Returning home...introductions to parents and family...marriage under a chupah...and then the birth of their twins. They were happy. Completely and fully satisfied. Life was blessed. At three, the traditional haircut for their son, and first Shabbat candlestick for their daughter—what a celebration that had been! My husband's tallit bag was resting on the table—she touched it, and talked about her feeling of maternal Jewish continuity as she watched her little son, enveloped in his father's tallit, carried proudly into the local yeshiva. Although not yet ready for school, his first taste of the sweetness of Torah study, and the first tuition check cut.

But they couldn't afford that any longer. Precious as Jewish education is, they'd just enrolled their children in the local public school. "He needs oxygen and food and water; he needs a Jewish education. It's not dispensable. It's his life, his future." The cost was just too great, and in the economic crunch, sacrifices had to be made. They'd moved from their own condominium to his parents' home; they'd given up her car and had sold a much beloved piece of art; for the first time in their married life, they'd not renewed their opera subscriptions. And now, they'd sadly decided that private yeshiva education for their children would have to wait for some time in the future. For now the children would receive secular education in public school, and their Torah education at home. Already they'd perused the local Judaica library for books and tapes to teach their children Judaism.

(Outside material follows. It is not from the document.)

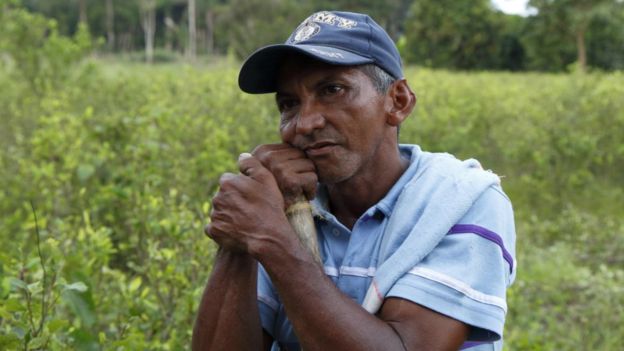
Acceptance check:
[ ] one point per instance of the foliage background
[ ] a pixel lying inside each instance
(107, 168)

I turned to look at my husband, and his eyes were on the little children. Then, softly, he faced the parents...

"Parents would sacrifice anything for their children," he said. "What would a parent not do for a child's well-being? What wouldn't a parent give up for a child's future?" He touched the little boy's fist, and then turned to Jake: "He needs oxygen and food and water; he needs a Jewish education. It's not dispensable, it's not optional. It's his life, his future."

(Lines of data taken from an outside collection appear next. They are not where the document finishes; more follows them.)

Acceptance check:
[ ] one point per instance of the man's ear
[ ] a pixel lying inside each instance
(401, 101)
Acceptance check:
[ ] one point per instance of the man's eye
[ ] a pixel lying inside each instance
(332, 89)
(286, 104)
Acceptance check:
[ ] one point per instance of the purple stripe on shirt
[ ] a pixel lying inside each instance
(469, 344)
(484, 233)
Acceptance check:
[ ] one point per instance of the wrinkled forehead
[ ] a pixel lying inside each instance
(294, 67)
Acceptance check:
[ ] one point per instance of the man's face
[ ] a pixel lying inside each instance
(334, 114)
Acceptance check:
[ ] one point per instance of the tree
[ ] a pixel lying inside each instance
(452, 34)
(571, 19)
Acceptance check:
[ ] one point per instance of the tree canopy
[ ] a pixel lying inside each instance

Miriam stood up suddenly, as if to flee. Jake called her back, and brought her back to the chair beside him.

"We can't do it," he said. And now he seemed distant, seemed to recede into some emotional armor. "I know you think it's important, but we can't do it.

"And," he continued, "don't even mention scholarships—I will not take a handout, we will earn our way, and pay for what we can afford." And with that, thanking my husband and me, he stood to leave.

But she sat, made no move. "Wait a minute," she said.

"My father left me a college fund," she said to my husband. "He wasn't a wealthy man, but willed to me a fund meant for my education through graduate school. Would it be unethical to use that fund for my children's education instead of mine?" she asked.

Jake stood frozen, but the warmth of her eyes now on him seemed to penetrate to some deep place. "You'd give that up?" he asked her. "Your security for enabling your dream? The untouchable fund that would allow you a graduate degree?"

And now she stood, gathering the blankets around her baby, wrapping him in her love, and then pressing his little body against his father's chest. Zipping up his father's jacket around him. "Look around you," she said. "This is what our children need, a Jewish home to live in, and a Jewish environment to learn in."

Pulling on her coat and gloves, a long look around the room lined with holy books....and they were gone.